In analyzing these findings, Barak develops the concept of “immigrant legal consciousness” across several body chapters. She outlines how immigrants “piece together a patchwork of legal knowledge from both official and unofficial sources in the United States and abroad” (p. 64), including attorneys, notarios, friends and family, media, and past experiences. As Barak illustrates, immigrant legal consciousness is informed by myriad factors, including the sociopolitical histories of Central American migration to the United States which, in turn, shape immigrants’ (low) expectations and (positive) evaluations of US immigration proceedings. This uniquely “immigrant” legal consciousness stands in contrast to the evaluations of immigration attorneys who reported numerous procedural injustices within immigration court. Writing against a “one-size-fits-all-approach” in much theorizing on procedural justice, Barak's close attention to the role of culture, identity, and history in shaping perceptions of justice is a valuable contribution to legal and immigration studies.

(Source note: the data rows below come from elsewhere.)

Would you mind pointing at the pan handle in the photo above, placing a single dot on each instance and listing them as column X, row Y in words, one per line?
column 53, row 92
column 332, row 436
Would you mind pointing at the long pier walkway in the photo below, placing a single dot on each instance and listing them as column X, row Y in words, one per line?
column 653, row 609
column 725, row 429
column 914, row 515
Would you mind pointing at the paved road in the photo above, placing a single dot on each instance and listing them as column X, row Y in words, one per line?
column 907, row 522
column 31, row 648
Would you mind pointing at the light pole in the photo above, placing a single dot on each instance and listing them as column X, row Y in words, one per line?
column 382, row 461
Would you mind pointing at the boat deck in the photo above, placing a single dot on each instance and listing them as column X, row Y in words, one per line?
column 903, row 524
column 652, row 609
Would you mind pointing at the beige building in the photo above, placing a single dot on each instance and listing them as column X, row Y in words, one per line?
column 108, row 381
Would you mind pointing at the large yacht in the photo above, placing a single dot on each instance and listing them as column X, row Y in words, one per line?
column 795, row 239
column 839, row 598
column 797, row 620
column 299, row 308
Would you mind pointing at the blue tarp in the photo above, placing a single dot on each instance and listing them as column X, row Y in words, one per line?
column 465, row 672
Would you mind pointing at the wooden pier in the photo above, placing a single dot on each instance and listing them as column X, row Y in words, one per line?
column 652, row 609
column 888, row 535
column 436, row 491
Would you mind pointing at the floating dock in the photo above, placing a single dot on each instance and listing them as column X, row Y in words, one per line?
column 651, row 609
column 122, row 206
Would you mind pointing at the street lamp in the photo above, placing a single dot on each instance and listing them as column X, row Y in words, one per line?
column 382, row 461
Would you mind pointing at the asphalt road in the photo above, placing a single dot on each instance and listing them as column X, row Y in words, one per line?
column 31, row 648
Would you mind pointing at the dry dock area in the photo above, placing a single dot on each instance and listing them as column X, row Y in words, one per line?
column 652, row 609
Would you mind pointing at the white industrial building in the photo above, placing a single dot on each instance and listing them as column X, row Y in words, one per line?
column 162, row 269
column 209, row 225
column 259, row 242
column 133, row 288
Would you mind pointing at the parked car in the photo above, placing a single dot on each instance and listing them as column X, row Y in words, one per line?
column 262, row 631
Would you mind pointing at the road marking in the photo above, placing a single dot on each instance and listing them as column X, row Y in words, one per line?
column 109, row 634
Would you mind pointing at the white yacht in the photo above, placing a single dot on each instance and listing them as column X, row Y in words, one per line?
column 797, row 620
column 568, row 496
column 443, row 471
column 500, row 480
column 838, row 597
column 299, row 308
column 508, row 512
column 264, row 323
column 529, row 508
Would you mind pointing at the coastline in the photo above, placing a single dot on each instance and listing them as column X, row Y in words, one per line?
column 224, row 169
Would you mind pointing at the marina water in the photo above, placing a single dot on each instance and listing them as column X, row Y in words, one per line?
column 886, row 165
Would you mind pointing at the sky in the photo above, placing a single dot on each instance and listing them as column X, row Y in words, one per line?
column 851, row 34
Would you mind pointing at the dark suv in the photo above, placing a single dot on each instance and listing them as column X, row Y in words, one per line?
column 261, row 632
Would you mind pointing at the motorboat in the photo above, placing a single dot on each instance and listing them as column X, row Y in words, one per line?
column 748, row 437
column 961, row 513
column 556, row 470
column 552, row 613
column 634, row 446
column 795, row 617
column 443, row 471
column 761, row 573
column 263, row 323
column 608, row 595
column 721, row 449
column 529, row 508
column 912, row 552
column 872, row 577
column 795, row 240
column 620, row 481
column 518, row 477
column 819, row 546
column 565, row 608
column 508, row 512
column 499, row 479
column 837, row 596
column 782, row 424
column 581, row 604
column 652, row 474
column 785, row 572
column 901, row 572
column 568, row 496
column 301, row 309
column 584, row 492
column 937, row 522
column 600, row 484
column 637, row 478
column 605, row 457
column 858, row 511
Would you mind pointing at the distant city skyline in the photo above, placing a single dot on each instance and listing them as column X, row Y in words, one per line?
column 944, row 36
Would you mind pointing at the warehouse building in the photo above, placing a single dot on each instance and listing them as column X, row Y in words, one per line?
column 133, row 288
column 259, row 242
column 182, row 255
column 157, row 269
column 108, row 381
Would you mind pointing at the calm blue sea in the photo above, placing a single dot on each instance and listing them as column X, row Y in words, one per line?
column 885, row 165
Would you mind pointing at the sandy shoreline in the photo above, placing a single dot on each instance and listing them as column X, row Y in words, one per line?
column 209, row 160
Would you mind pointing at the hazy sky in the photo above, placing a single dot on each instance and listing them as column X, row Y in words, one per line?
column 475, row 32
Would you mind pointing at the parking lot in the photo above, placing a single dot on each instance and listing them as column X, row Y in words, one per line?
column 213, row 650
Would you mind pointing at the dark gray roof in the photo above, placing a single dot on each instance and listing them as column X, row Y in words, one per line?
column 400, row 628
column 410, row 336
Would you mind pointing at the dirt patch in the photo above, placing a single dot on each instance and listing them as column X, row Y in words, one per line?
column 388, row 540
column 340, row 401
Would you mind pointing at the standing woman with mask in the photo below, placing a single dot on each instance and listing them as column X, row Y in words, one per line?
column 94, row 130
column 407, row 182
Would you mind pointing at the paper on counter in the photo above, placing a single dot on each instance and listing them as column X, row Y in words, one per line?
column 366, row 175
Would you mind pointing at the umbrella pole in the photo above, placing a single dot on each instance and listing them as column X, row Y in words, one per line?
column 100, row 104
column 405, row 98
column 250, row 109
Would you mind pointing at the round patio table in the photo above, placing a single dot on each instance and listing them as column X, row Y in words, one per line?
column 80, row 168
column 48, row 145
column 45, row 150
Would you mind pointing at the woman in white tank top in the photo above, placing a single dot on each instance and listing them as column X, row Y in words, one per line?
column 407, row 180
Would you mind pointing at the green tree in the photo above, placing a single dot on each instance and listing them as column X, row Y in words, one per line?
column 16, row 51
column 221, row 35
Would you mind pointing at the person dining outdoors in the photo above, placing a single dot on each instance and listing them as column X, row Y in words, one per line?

If not assessments of procedural injustice or perceptions of illegitimacy, what then accounts for immigrants’ defiance of US immigration law? Barak focuses on this question in the book's later chapters. Ultimately, she concludes that immigrants’ rejection of deportation orders rests on issues of ethics and morality. The immigrants Barak interviewed identified deportation as profoundly unjust not only because it was so often equated with a death sentence but also because there exists very little, if any, viable options for legalization that would allow them the opportunity to live and work in the United States. For her research participants, (lack of) compliance with US immigration law was not a question of procedural justice but rather “rests upon the substantive (un)fairness of deportation and the (im)morality of the immigration system” (p. 122).
Fair process, Barak argues, does not mean that either the outcome or the system itself is fair. One of the key theoretical interventions of the book is the case Barak makes for substantive justice. Barak does not just reject procedural reforms and rights-based mobilization as ineffective or unenforceable in the context of immigration. Rather, she argues convincingly that procedural reforms may also mask (and allow the reproduction of) broader inequalities and injustices within the US immigration system. That procedural immigration reforms will never result in justice or meaningful change amidst a system that governs through the violence of deportation, detention, and family separation is an urgent and powerful message of this book.
In ending the conclusion, Barak claims that abolitionist frameworks offer the most promise, stressing the need to dismantle the current US immigration system; provide pathways for legalization; and eliminate detention, deportation, and the need for immigration court altogether. I did find myself wishing Barak would have developed this abolitionist vision a bit more or put her suggestions into dialogue with current detention or border abolitionist scholarship. Yet Barak has led us to see such dismantling as the necessary work ahead and this itself is a vital intervention.
The Slow Violence of Immigration Court, with its unique focus on procedural justice, is an essential contribution to the growing body of work that exposes immigration regimes as sites of everyday violence — a literature that Barak, however, could have more actively engaged in the book. Beyond the important substantive findings and arguments of the book, Barak's centering of immigrants’ narratives and epistemologies as sites of critique and knowledge production is especially noteworthy. Well-written and cogently structured, this book deserves wide readership. It would also be an ideal teaching text for undergraduate or graduate courses within im/migration studies or sociolegal studies, particularly given how deftly Barak handles theoretical concepts, offering clear explanations grounded in her narrative data. Barak's thoughtful, nuanced critique of procedural justice within the context of immigration would also be immensely valuable to immigration attorneys, officials, and advocates. Finally, I hope that this book finds its way into the hands of policy makers who may heed this book's urging to confront the violence of the US immigration system and think radically about solutions for change.